Além disso, há eventuais problemas de abastecimento com vacinas para alguns públicos. Ainda na sexta-feira, a Confederação Nacional dos Municípios (CNM) divulgou um levantamento que indicou que uma em cada cinco cidades brasileiras estavam sem doses da Coronavac pediátrica. Na última quinta-feira (1º), o CORREIO mostrou que nove cidades baianas não tinham doses do imunizante para crianças.

O Ministério da Saúde não respondeu aos questionamentos quanto ao envio de novas doses pediátricas para a Bahia. No entanto, segundo Ramon Saavedra, da Sesab, não houve falta de vacinas no estado, mas a pasta identificou em alguns momentos que alguns municípios tinham estoques de determinados tipos de vacina, sem demanda, enquanto não tinham de outros. Isso levou a uma redistribuição.

“No que se refere à dose pediátrica, vieram doses com indicativo pequeno, o que é limitador, mas não recebemos essa queixa formalmente dos municípios. Fizemos um formulário eletrônico para as regionais preencherem de acordo com os estoques dos municípios”, acrescenta.

Aumento de casos não é só fruto de nova variante, diz infectologista

A subvariante BQ.1 tem sido apontada, com frequência, como responsável pelo aumento de casos de covid-19 na Bahia nas últimas semanas. Apesar da relevância do avanço dessa nova cepa, o infectologista Victor Castro Lima, professor da Medicina FTC, ressalta que o aumento de casos é multifatorial.

“Uma questão é da cepa que vai sofrendo mutações até que exista um predomínio da que tem maior transmissibilidade. Isso já tinha acontecido na China, em países da Europa e nos Estados Unidos. Sem dúvida, é o mais importante”, diz.

Ainda assim, não há como desprezar a contribuição da baixa cobertura vacinal das doses de reforço ou mesmo das medidas de flexibilização, consideradas justificadas por ele devido à redução dos casos e impacto pequeno no sistema de saúde naquele contexto anterior.

“Quando a gente coloca tudo junto, temos uma importância significativa do próprio desenvolvimento do vírus, mas diante de um cenário propício a isso”. 

Para ele, é difícil dizer quanto tempo essa nova onda deve durar. “Essas previsões são sempre difíceis de serem feitas, mas a gente já tem alguma experiência”, pontua, citando períodos anteriores.
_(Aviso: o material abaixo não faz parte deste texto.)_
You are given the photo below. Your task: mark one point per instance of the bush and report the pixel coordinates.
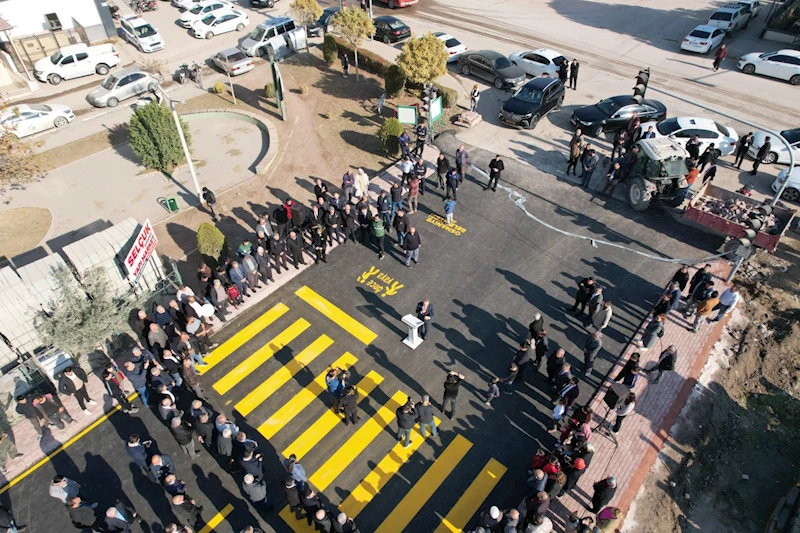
(388, 134)
(330, 49)
(210, 240)
(154, 138)
(394, 81)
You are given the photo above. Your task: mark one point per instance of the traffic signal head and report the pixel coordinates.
(641, 85)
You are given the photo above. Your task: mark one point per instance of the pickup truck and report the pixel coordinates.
(76, 60)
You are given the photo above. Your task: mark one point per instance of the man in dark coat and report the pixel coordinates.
(604, 491)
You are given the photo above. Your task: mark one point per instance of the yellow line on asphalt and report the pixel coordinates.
(371, 485)
(356, 444)
(425, 487)
(283, 375)
(329, 420)
(260, 356)
(272, 425)
(217, 519)
(339, 317)
(472, 499)
(242, 336)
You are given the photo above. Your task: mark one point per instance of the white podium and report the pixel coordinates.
(413, 340)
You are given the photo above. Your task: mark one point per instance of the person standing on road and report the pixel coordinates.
(496, 167)
(573, 75)
(744, 144)
(211, 201)
(761, 155)
(451, 385)
(722, 53)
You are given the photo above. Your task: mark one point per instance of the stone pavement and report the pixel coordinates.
(645, 431)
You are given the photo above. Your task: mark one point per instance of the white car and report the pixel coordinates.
(684, 128)
(23, 120)
(451, 44)
(783, 64)
(538, 62)
(703, 39)
(200, 10)
(777, 151)
(220, 21)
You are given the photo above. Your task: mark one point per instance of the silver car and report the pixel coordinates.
(121, 85)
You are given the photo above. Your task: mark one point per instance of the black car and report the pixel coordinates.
(614, 113)
(493, 67)
(532, 101)
(320, 27)
(390, 29)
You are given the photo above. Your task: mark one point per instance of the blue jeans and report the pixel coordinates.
(431, 426)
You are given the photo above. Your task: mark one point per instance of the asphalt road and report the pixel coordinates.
(486, 284)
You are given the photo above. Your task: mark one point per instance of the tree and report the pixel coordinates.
(19, 163)
(154, 138)
(306, 12)
(424, 59)
(354, 26)
(85, 316)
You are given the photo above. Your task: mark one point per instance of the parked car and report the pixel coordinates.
(783, 64)
(614, 113)
(390, 29)
(26, 119)
(233, 61)
(493, 67)
(537, 62)
(684, 128)
(703, 39)
(730, 18)
(320, 26)
(141, 34)
(74, 61)
(778, 152)
(533, 101)
(221, 21)
(200, 10)
(121, 85)
(453, 46)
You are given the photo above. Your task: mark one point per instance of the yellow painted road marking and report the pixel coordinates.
(298, 526)
(217, 519)
(283, 375)
(301, 400)
(329, 420)
(260, 356)
(471, 500)
(356, 444)
(371, 485)
(241, 337)
(423, 489)
(339, 317)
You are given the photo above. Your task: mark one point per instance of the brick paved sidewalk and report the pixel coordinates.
(644, 431)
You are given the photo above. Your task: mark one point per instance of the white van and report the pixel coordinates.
(74, 61)
(279, 33)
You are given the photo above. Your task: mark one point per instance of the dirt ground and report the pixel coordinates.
(733, 451)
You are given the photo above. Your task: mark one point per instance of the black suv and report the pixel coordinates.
(532, 101)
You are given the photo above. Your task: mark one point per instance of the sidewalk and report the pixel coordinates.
(645, 431)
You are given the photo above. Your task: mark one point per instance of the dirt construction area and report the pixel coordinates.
(732, 454)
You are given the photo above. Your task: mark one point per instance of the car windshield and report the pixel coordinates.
(529, 95)
(700, 34)
(109, 83)
(145, 31)
(667, 127)
(607, 106)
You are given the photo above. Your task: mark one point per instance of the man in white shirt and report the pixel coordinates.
(727, 301)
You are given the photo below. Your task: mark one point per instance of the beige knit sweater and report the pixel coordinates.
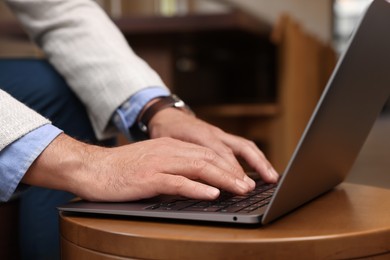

Nas ondas até a variante delta, o período com alta de casos ficava entre dois e três meses. No entanto, é possível que esse momento agora seja mais parecido com as ondas provocadas por outras subvariantes da ômicron, que não duraram mais do que dois meses.

“Os sintomas são bem de vias aéreas superiores, com quadro secretivo importante, dor de garganta, obstrução nasal, coriza, febre e dor no corpo. Mas voltamos a observar mais alterações de paladar e olfato do que nas últimas duas ondas, quando elas tinham sido menos comuns”.

Esta semana, o governo do estado voltou a decretar a obrigatoriedade do uso de máscara em locais fechados, como escolas, universidades, shopping centers e restaurantes, além do transporte público.

Entenda os termos

Bivalente – Vacina que conta com material genético de duas cepas do vírus. No caso da covid-19, as duas aprovadas foram da Pfizer e contam com a variante original e alguma subvariante da ômicron.

Monovalente – Vacina que utiliza apenas uma cepa de um vírus. É o caso das vacinas que já são aplicadas contra o Sars-cov-2 no Brasil desde o início de 2021.

RNAm – Responsável por carregar instruções para síntese de proteínas. Vacinas de RNA mensageiro ensinam células a sintetizar uma proteína que estimula a resposta imunológica.

Variante – Uma nova linhagem do vírus, após sofrer mutação. Essas mudanças podem afetar as propriedades do vírus, incluindo sua transmissibilidade, gravidade de doenças associadas e performance de vacinas.